The present invention is directed to a Raman detection method and apparatus and, in particular, to one incorporating molecular resonances in surface-enhanced Raman spectroscopy (SERS).
The essential components of a Raman detection system are 1) a source of monochromatic light (e.g., a laser providing a single wavelength/color), which impinges on a scattering object to be chemically analyzed, 2) a dispersive system (often a grating), which separates the different wavelengths present in the scattered light, and 3) a light detector, such as a PMT or CCD. The light detector records the intensity of the dispersed scattered light at different wavelengths. The shifts of the scattered wavelengths with respect to the monochromatic light incident on the scattering object and the intensity of the light at shifted wavelengths form the Raman spectrum (FIG. 1). A Raman spectrum contains fingerprint vibrational information on the scattering object, which is the primary advantage of using Raman scattering for chemical analysis. On the other hand, it is a very weak process, as seen in FIG. 2, and is not well suited to detecting chemical species in low concentration. Therefore, it initially found only limited industrial applications.

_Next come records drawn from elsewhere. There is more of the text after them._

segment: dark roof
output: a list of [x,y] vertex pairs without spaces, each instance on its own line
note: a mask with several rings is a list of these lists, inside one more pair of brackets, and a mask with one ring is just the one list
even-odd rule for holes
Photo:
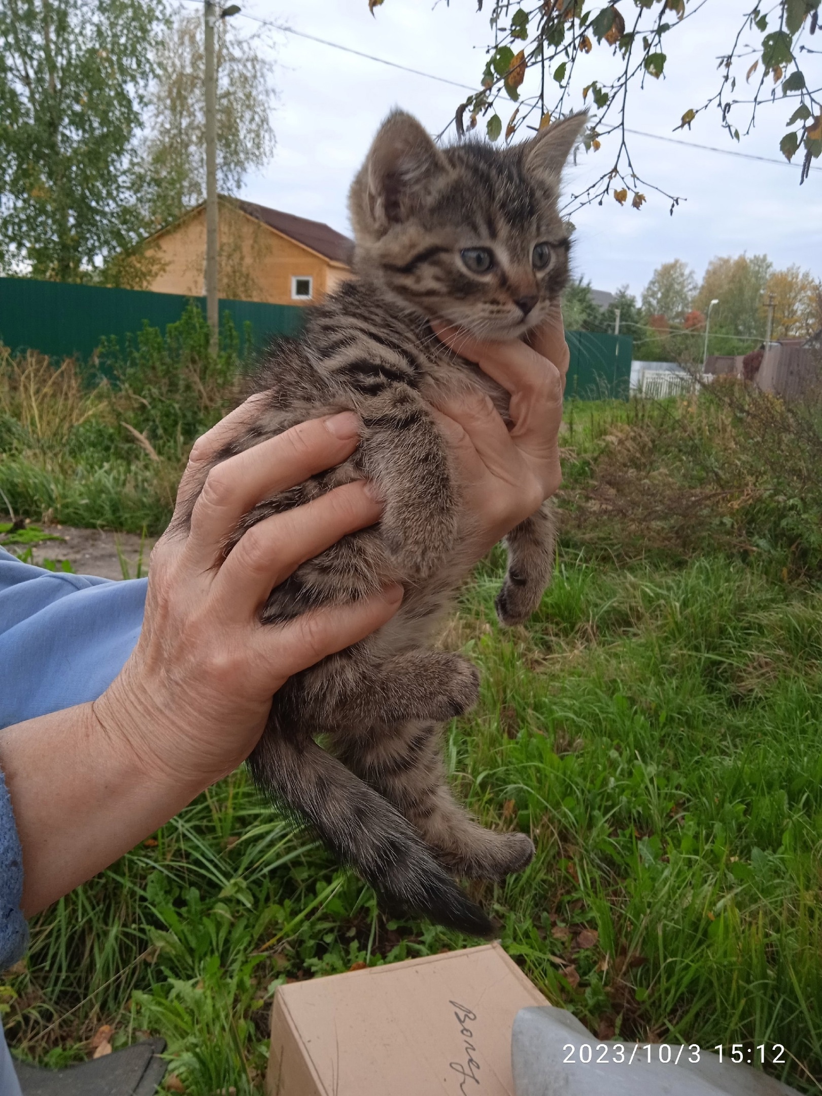
[[255,217],[264,225],[282,232],[283,236],[290,237],[297,243],[304,243],[312,251],[319,251],[327,259],[333,259],[338,263],[351,265],[354,256],[354,241],[342,232],[334,231],[328,225],[319,220],[308,220],[307,217],[295,217],[292,213],[281,213],[279,209],[269,209],[267,206],[256,205],[254,202],[237,203],[243,213],[250,217]]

Because of fingerprint content of the Raman spectra, efforts have been made to improve the various components of the Raman detection system to enhance the spectral intensity. An example is a confocal Raman microscope, which is a commercial instrument that is widely used in scientific and industrial laboratories.

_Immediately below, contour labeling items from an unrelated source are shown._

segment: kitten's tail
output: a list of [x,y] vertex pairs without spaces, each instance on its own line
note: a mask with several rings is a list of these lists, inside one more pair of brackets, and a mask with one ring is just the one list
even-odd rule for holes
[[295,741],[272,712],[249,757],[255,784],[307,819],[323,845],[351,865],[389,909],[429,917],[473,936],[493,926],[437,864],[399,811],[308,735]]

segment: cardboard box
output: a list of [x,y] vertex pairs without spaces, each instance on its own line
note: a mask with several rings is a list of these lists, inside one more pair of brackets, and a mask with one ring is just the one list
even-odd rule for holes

In addition to improving the efficiency of the conventional Raman system, as outlined above, the detection sensitivity can also be enhanced taking recourse to the physical principles involved in the scattering process. One of these processes is resonance Raman scattering, illustrated in FIG. 3, which can enhance the Raman signals, such as by a million times or more, when the Raman probe wavelength (monochromatic laser wavelength) coincides or nearly coincides with the absorption wavelength of the chemical. This high sensitivity comes at the cost of using different laser wavelengths for different chemicals. For that reason, it becomes a very expensive tool for chemical analysis and, therefore, impractical.
Another phenomenon related to the chemical species adsorbed on rough noble metal surfaces is termed as surface-enhanced Raman scattering (SERS). The Raman signals of a chemical species can be enhanced by several orders of magnitude by this process. A tremendous enhancement of the Raman scattering occurs when the chemical species is adsorbed on metal nanoparticles of about 30-150 nm dimensions. It is possible to detect chemical species at extremely low concentrations and, therefore, a potential wide applicability. One can use low expense visible lasers as monochromatic Raman probes in this case.
It is also known that a single molecule adsorbed on noble metal (e.g., silver, gold) nanoparticles can be detected in a few instances while retaining the fingerprint information. This detection method provides an even greater sensitivity with the fingerprint structural content specific to the chemical species adsorbed on the particle surface. However, this single molecule detection is limited to a very few molecules which tend to absorb in the visible spectrum. Therefore, the resonance Raman phenomenon may also be operative in addition to surface-enhanced Raman. Very few chemicals are the subjects of both phenomena occurring under similar physical and chemical conditions. Most chemicals absorb in ultraviolet and have no color.